The Australian Strategic Policy Institute (ASPI) has released a new report concerning the country’s national records and the important role the records play as the collective digital identity of the nation.
As reported, the author of the ASPI report explains how an attack on these records could disrupt the day-to-day functioning of society and why more should be done to protect them.
These records are accurate, confidential and not to be tampered with. Living in the digital era means having these digital identity records transformed into electric data and stored virtually in cloud servers.
These servers act as the memory centre of the nation, preserving Australia’s unaltered history. All this digital information may be referred to as “digital identity assets”.
Since these are important for the government to function and are a legacy for future generations, the records are worth protecting.
They collectively embody who and what Australia is as a nation, its journey, as well as its time and place in history.
Any form of theft, manipulation, destruction, or deletion of digital identity can be problematic as courts may not function without the relevant digital records.
Moreover, manipulated property deeds can create legal challenges. Problems in verifying and issuing of passports and visas may also be encountered.
Plus, historic records might be tampered with or forged.
In the worst-case scenario, such an attack could interfere with the proper functioning of government, and shatter public trust and confidence in government institutions.
Critical infrastructures are not the only target of cyberattacks. Servers hosting the digital assets are also at risk.
With the use of email communications, nation states and individual hackers can gain access to these databases.
Despite this risk, there is still no clear and specific cybersecurity governance framework directed towards detecting and preventing attacks against these assets.
Several suggestions were made to protect Australia’s digital heritage.

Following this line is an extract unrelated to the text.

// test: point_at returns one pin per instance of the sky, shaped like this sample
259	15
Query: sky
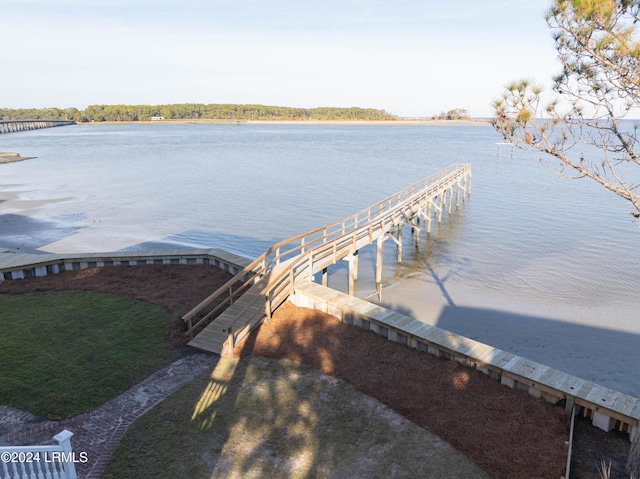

These are:
- Assessing cyber vulnerabilities alongside social ones
Online disinformation campaigns and malicious cyber activities are all referred to as hybrid threats while cyber situational awareness is the understanding of the complex nature of a hybrid threat.
The ability to effectively resist and recover from malicious hybrid activities depends on the capacity to detect, analyse and understand the nature of the threat, in near real time.
Improvement on cyber situational awareness calls for retention of access logs.
Metadata from government departments should be collected by the computer emergency response team and analysed in near real-time. Metadata can show who accessed a server and from what location.
- Store copies of historical records offline
Simulations should be done on how digital identity assets can be used against the country in order to prepare ways to counter the propaganda.
Moreover, schools and universities, for instance, can store multiple offline historic records, which can be used to verify accuracy when conflicting stories arise.
Using National Archives as a central repository for digital identity assets is a single point of failure. Redundancy work-arounds must be created.
- Engage the private sector
The responsibility of protecting the national records is too big and too important for the government to do alone.
Historical societies and charitable organisations may need to store hard and soft copies of the same records all over the country.
Relevant laws must mandate cybersecurity situational awareness for telecommunications companies, ISPs, computer emergency response teams, law enforcement and security agencies, but in clear and responsible fashion.
A legal mandate that is largely based on past incidents may not be an effective strategy to prevent dynamic hybrid threats.